The effects of the war are still reflected in a massive drop in the country’s GDP. Most of Syria’s current situation, therefore, points to a state that has reached the edge of an abyss. Even if some economic activities are ticking over, 2018 World Bank figures depict an economy that has shrunk to 20% of its pre-2011 level of activity.

The external players that have backed forces in the contest may be getting tired, but all profess a continued commitment to outcomes that are becoming increasingly forlorn as the war grinds on. By no stretch of the imagination can the external powers and funders get 100% of their dreams—the Salafists’ supporters in the Gulf; Iran and its local proxies; Turkey and its phobia at the prospect of a Kurdish superstate; or the US, which clearly lacks any achievable goal.

Russia isn’t on that list because it has been playing a long game that goes back to before the collapse of the USSR. Its involvement is costing it, but its aim is relatively viable—an outcome that will preserve Syria as a basically secular state, multi-ethnic and with its territorial integrity restored.

In contrast, Western powers, by basing their response to the Syrian conflict on a shopping list of morally worthy but totally unrealisable demands, have only prolonged the country’s agony. Sanctions adopted in a number of EU and multilateral bodies were never fit for purpose. In other cases, sanctions have been an effective weapon against national entities that have proper banking systems and effective frontier controls. They are dangerously counterproductive if they simply hand a society over to racketeering elements that use sanctions-busting as a means of reinforcing alliances with internal power structures.

The daily outbreak of confrontations in the Gulf makes the task of winding down wider regional tensions even harder.
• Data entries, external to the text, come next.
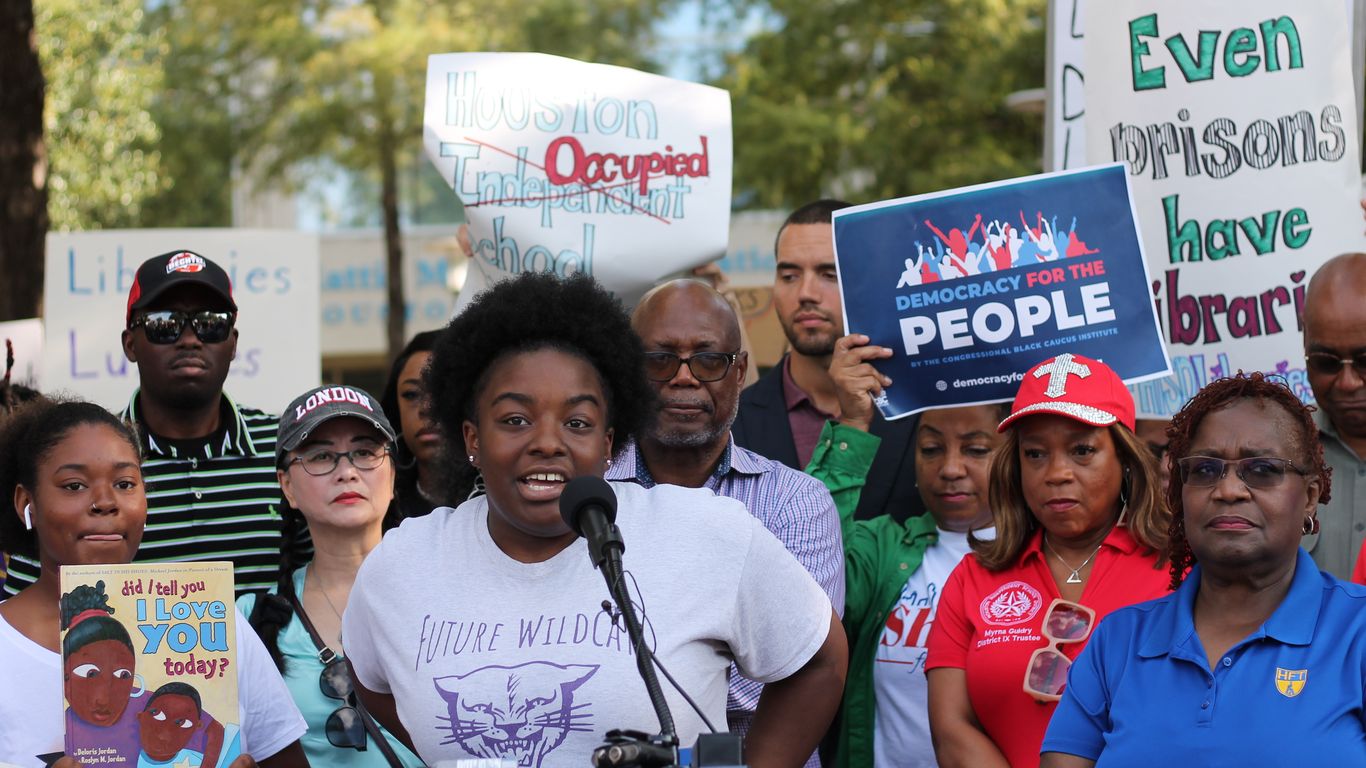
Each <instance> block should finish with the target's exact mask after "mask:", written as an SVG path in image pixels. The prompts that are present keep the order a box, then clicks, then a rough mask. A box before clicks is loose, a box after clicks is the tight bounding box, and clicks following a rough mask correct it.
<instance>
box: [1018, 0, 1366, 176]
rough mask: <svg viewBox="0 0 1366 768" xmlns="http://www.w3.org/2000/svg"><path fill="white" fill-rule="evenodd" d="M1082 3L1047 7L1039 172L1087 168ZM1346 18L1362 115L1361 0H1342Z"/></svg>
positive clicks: (1084, 27)
mask: <svg viewBox="0 0 1366 768" xmlns="http://www.w3.org/2000/svg"><path fill="white" fill-rule="evenodd" d="M1085 5H1086V0H1049V3H1048V56H1046V57H1048V64H1046V70H1048V93H1046V97H1045V101H1046V104H1045V108H1044V112H1045V118H1044V169H1045V171H1065V169H1068V168H1081V167H1082V165H1086V87H1085V83H1086V63H1085V57H1086V45H1085V42H1086V18H1085V10H1086V8H1085ZM1343 5H1344V7H1346V8H1347V12H1348V16H1350V18H1351V29H1352V30H1354V31H1352V40H1354V41H1355V48H1354V49H1352V71H1354V72H1356V115H1358V119H1359V118H1361V115H1362V86H1363V79H1366V78H1362V77H1361V72H1362V63H1363V61H1366V25H1362V18H1363V14H1366V0H1343Z"/></svg>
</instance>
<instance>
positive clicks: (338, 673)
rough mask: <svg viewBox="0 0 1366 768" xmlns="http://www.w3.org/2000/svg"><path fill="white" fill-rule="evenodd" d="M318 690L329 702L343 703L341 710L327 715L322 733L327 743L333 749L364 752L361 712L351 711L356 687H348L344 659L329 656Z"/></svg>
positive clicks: (347, 681)
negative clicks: (325, 720)
mask: <svg viewBox="0 0 1366 768" xmlns="http://www.w3.org/2000/svg"><path fill="white" fill-rule="evenodd" d="M318 689H320V690H321V691H322V696H325V697H328V698H339V700H342V702H343V704H342V707H337V708H336V711H335V712H333V713H331V715H328V722H326V723H325V724H324V728H322V730H324V731H325V732H326V735H328V742H329V743H331V745H332V746H336V748H342V749H346V748H351V749H355V750H358V752H365V750H366V748H367V743H366V738H365V722H363V720H361V712H359V711H358V709H357V708H355V707H354V701H355V700H354V698H351V697H352V696H355V686H354V685H351V667H348V666H347V663H346V659H343V657H342V656H332V659H331V660H328V661H326V664H324V666H322V672H321V674H320V675H318Z"/></svg>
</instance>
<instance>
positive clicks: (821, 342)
mask: <svg viewBox="0 0 1366 768" xmlns="http://www.w3.org/2000/svg"><path fill="white" fill-rule="evenodd" d="M848 205H850V204H847V202H841V201H837V200H818V201H816V202H810V204H807V205H803V206H802V208H799V209H796V210H794V212H792V215H791V216H788V217H787V220H785V221H784V223H783V227H780V228H779V232H777V242H776V245H775V254H776V256H777V276H776V279H775V283H773V309H775V310H776V312H777V318H779V323H780V324H781V325H783V333H784V335H787V340H788V344H790V347H791V351H790V353H788V354H787V355H784V357H783V359H781V361H780V362H779V364H777V366H775V368H773V369H772V370H769V372H768V373H766V374H765V376H764V377H761V379H759V380H758V381H757V383H755V384H753V385H751V387H749V388H746V389H744V391H743V392H742V394H740V406H739V414H738V415H736V418H735V424H734V425H732V426H731V433H732V435H734V436H735V441H736V444H739V445H743V447H744V448H749V450H751V451H754V452H757V454H761V455H765V456H768V458H770V459H773V461H777V462H783V463H785V465H787V466H791V467H794V469H799V470H805V469H806V463H807V462H809V461H810V459H811V452H813V451H814V448H816V440H817V437H818V436H820V433H821V428H822V426H824V424H825V421H826V420H836V418H839V398H837V396H836V391H835V383H833V381H832V380H831V374H829V366H831V355H832V354H833V351H835V342H836V340H837V339H839V338H840V336H843V335H844V314H843V310H841V306H840V287H839V280H837V277H836V272H835V234H833V228H832V225H831V220H832V213H833V212H835V210H839V209H840V208H847V206H848ZM917 421H918V420H917V418H915V417H907V418H900V420H896V421H887V420H884V418H882V417H881V415H874V418H873V424H872V426H870V432H872V433H873V435H877V436H878V437H881V439H882V441H881V444H880V445H878V450H877V456H876V458H874V459H873V467H872V470H870V471H869V476H867V485H866V486H865V488H863V493H862V496H861V499H859V504H858V510H856V511H855V514H854V517H855V518H858V519H867V518H873V517H877V515H880V514H884V512H889V514H891V515H892V517H893V518H896V519H899V521H902V519H906V518H907V517H910V515H919V514H923V512H925V504H923V503H922V502H921V495H919V491H918V489H917V488H915V450H914V448H915V447H914V444H912V443H914V439H915V424H917Z"/></svg>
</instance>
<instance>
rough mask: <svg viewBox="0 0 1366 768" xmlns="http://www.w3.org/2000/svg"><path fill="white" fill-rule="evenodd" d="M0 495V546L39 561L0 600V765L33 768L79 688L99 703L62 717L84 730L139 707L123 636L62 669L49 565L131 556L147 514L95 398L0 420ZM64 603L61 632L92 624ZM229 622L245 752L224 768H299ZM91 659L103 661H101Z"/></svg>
mask: <svg viewBox="0 0 1366 768" xmlns="http://www.w3.org/2000/svg"><path fill="white" fill-rule="evenodd" d="M0 499H10V500H11V502H12V510H14V512H12V514H0V547H3V548H4V551H5V552H10V553H15V552H22V553H26V555H29V556H33V558H37V559H38V562H40V563H41V566H42V570H41V574H40V577H38V581H37V582H34V584H33V585H31V586H29V588H26V589H25V590H23V592H20V593H19V594H16V596H14V597H12V599H10V600H7V601H4V603H0V763H8V764H15V765H20V767H25V768H29V767H34V768H37V767H45V765H49V764H53V763H52V758H53V757H55V756H60V754H61V753H63V752H64V732H66V728H67V727H68V723H64V722H63V705H61V702H63V698H64V697H66V696H67V694H68V693H71V691H72V690H76V689H79V686H89V687H90V693H92V694H93V696H94V698H98V701H96V702H94V704H93V705H92V707H89V708H87V707H85V705H82V707H81V708H75V707H74V708H72V709H76V712H74V713H72V715H71V717H76V719H78V720H79V722H81V723H83V724H85V727H86V730H87V731H89V730H93V728H104V731H98V730H94V731H92V732H94V734H98V735H101V737H102V735H108V737H109V738H111V739H123V738H124V737H126V735H127V732H133V734H135V732H137V727H135V726H137V715H138V712H141V711H142V709H143V707H138V705H135V704H130V698H133V696H134V694H133V687H134V685H133V683H134V670H133V664H131V661H130V659H131V656H133V655H131V653H127V655H123V653H120V649H119V648H120V646H122V642H123V638H122V637H115V635H113V634H108V633H107V634H108V637H105V635H101V637H98V638H94V641H93V642H92V644H90V645H89V646H82V648H81V649H79V650H86V648H89V650H90V653H92V659H87V660H85V661H82V663H81V664H79V666H78V667H72V668H67V666H68V664H70V659H68V661H67V663H66V664H64V661H63V648H61V630H63V611H61V604H63V600H61V588H60V581H59V570H60V567H61V566H74V564H119V563H128V562H131V560H133V556H134V553H137V551H138V544H139V543H141V541H142V526H143V523H145V522H146V514H148V500H146V489H145V488H143V485H142V470H141V466H139V455H138V441H137V439H135V437H134V436H133V433H131V432H130V429H128V428H127V426H126V425H124V424H123V422H120V421H119V420H117V418H115V417H113V415H112V414H111V413H109V411H107V410H104V409H102V407H100V406H97V404H93V403H82V402H53V400H48V399H38V400H34V402H31V403H27V404H25V406H22V407H19V409H16V410H15V411H14V413H12V414H11V415H8V417H7V418H5V420H4V421H3V422H0ZM67 603H68V605H67V614H70V615H67V616H66V625H67V627H68V629H70V626H71V625H72V623H76V625H82V623H87V622H97V620H100V618H98V616H96V615H94V614H96V612H97V611H98V608H96V607H90V608H85V609H81V611H76V612H75V614H72V605H71V604H70V603H71V596H68V600H67ZM236 626H238V635H236V641H238V642H236V649H238V700H239V709H240V712H239V722H240V723H242V739H243V741H242V743H243V750H245V753H243V754H242V756H240V757H238V758H236V760H235V761H234V763H232V765H231V768H250V767H253V765H257V764H258V761H260V765H261V767H262V768H295V767H299V765H305V767H306V765H307V764H309V763H307V758H306V757H305V754H303V749H302V748H301V746H299V741H298V739H299V737H301V735H302V734H303V730H305V723H303V719H302V717H301V716H299V712H298V709H296V708H295V707H294V704H292V702H291V701H290V700H288V697H287V696H284V693H285V689H284V685H283V682H281V681H280V676H279V674H276V672H275V670H273V668H272V667H270V660H269V657H268V656H266V653H265V649H264V648H261V642H260V641H258V640H257V637H255V634H254V633H251V631H250V629H245V626H246V622H245V620H239V622H238V625H236ZM70 635H71V633H68V638H70ZM97 646H98V648H97ZM128 650H131V649H128ZM68 656H70V655H68ZM120 659H122V661H124V663H126V664H124V663H119V661H120ZM100 660H112V661H113V663H105V664H102V667H108V668H101V664H100V663H97V661H100ZM120 696H122V701H120ZM82 715H85V717H82ZM86 717H89V719H90V720H93V722H86ZM55 765H56V767H57V768H74V767H76V765H78V763H76V761H75V760H72V758H71V757H60V758H59V760H56V763H55Z"/></svg>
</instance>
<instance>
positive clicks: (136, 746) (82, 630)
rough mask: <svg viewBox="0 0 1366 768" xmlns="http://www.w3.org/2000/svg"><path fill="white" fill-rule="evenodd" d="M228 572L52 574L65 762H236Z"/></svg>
mask: <svg viewBox="0 0 1366 768" xmlns="http://www.w3.org/2000/svg"><path fill="white" fill-rule="evenodd" d="M232 599H234V592H232V563H164V564H158V563H134V564H126V566H63V567H61V674H63V697H64V705H66V727H67V738H66V749H67V754H68V756H71V757H74V758H75V760H78V761H79V763H82V764H83V765H86V767H87V768H89V767H112V765H126V767H128V768H160V767H165V768H225V767H227V765H228V764H229V763H232V760H234V758H235V757H236V756H238V754H239V753H240V752H242V738H240V734H239V727H240V722H239V715H238V712H239V709H238V675H236V663H238V653H236V652H238V648H236V640H238V638H236V626H235V625H236V622H235V616H236V611H234V607H232V605H234V604H232Z"/></svg>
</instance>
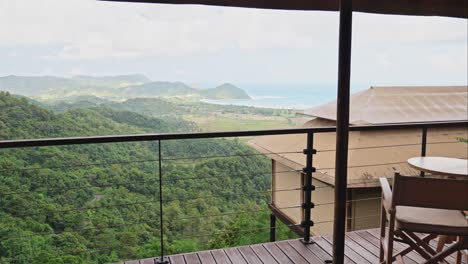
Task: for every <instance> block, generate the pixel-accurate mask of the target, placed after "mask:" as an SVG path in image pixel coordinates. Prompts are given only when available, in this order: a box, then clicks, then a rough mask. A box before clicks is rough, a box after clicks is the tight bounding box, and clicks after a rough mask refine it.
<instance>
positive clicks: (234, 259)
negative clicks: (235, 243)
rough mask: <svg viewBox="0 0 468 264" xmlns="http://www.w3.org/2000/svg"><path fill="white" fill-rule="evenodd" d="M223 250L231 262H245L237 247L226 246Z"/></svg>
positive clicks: (246, 263)
mask: <svg viewBox="0 0 468 264" xmlns="http://www.w3.org/2000/svg"><path fill="white" fill-rule="evenodd" d="M224 252H226V255H227V256H228V258H229V259H230V260H231V262H232V263H233V264H247V262H246V261H245V259H244V257H242V255H241V253H240V252H239V250H238V249H237V248H226V249H225V250H224Z"/></svg>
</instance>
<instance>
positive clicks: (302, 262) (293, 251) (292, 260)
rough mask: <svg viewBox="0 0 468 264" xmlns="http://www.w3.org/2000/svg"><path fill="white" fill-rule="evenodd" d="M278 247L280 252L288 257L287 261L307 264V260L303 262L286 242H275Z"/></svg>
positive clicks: (299, 256)
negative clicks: (282, 253) (289, 259)
mask: <svg viewBox="0 0 468 264" xmlns="http://www.w3.org/2000/svg"><path fill="white" fill-rule="evenodd" d="M276 244H277V245H278V247H279V248H280V249H281V251H283V252H284V254H285V255H286V256H288V258H289V259H291V260H292V262H293V263H296V264H305V263H308V262H307V260H305V259H304V258H303V257H302V256H301V255H299V253H297V251H296V250H295V249H294V248H293V247H292V246H291V245H289V243H288V241H279V242H276Z"/></svg>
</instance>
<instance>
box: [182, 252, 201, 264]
mask: <svg viewBox="0 0 468 264" xmlns="http://www.w3.org/2000/svg"><path fill="white" fill-rule="evenodd" d="M184 258H185V263H187V264H201V262H200V259H199V258H198V254H197V253H188V254H185V255H184Z"/></svg>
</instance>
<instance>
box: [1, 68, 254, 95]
mask: <svg viewBox="0 0 468 264" xmlns="http://www.w3.org/2000/svg"><path fill="white" fill-rule="evenodd" d="M0 91H8V92H10V93H12V94H18V95H23V96H28V97H33V98H37V99H42V100H61V99H63V98H72V97H83V96H94V97H100V98H105V99H111V100H118V101H120V100H123V99H129V98H139V97H150V98H155V97H179V98H186V99H192V100H193V99H249V98H250V97H249V96H248V95H247V93H246V92H245V91H244V90H242V89H240V88H238V87H235V86H234V85H232V84H223V85H220V86H218V87H216V88H211V89H195V88H193V87H190V86H188V85H186V84H184V83H182V82H162V81H154V82H153V81H151V80H150V79H148V78H147V77H145V76H143V75H139V74H134V75H118V76H85V75H80V76H74V77H72V78H62V77H55V76H15V75H9V76H4V77H0Z"/></svg>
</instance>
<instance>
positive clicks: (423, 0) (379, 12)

The US, having brought on a crisis with Iran by withdrawing from the nuclear deal, now risks hair-trigger miscalculations if President Donald Trump again veers impulsively towards his hardline advisers. John Bolton and Mike Pompeo have long been itching to find a casus belli to pursue the decades-old vendetta against Iran.

Syria is now the centre of a web of catastrophic decisions whose aftermath is still to be played out. Only those countries that are prepared to look at the long term, accept the need to restore Syria as an integral state (rather than see it broken up into religious or ethnic cantonments) and avoid short-term posturing can aspire to have any positive influence.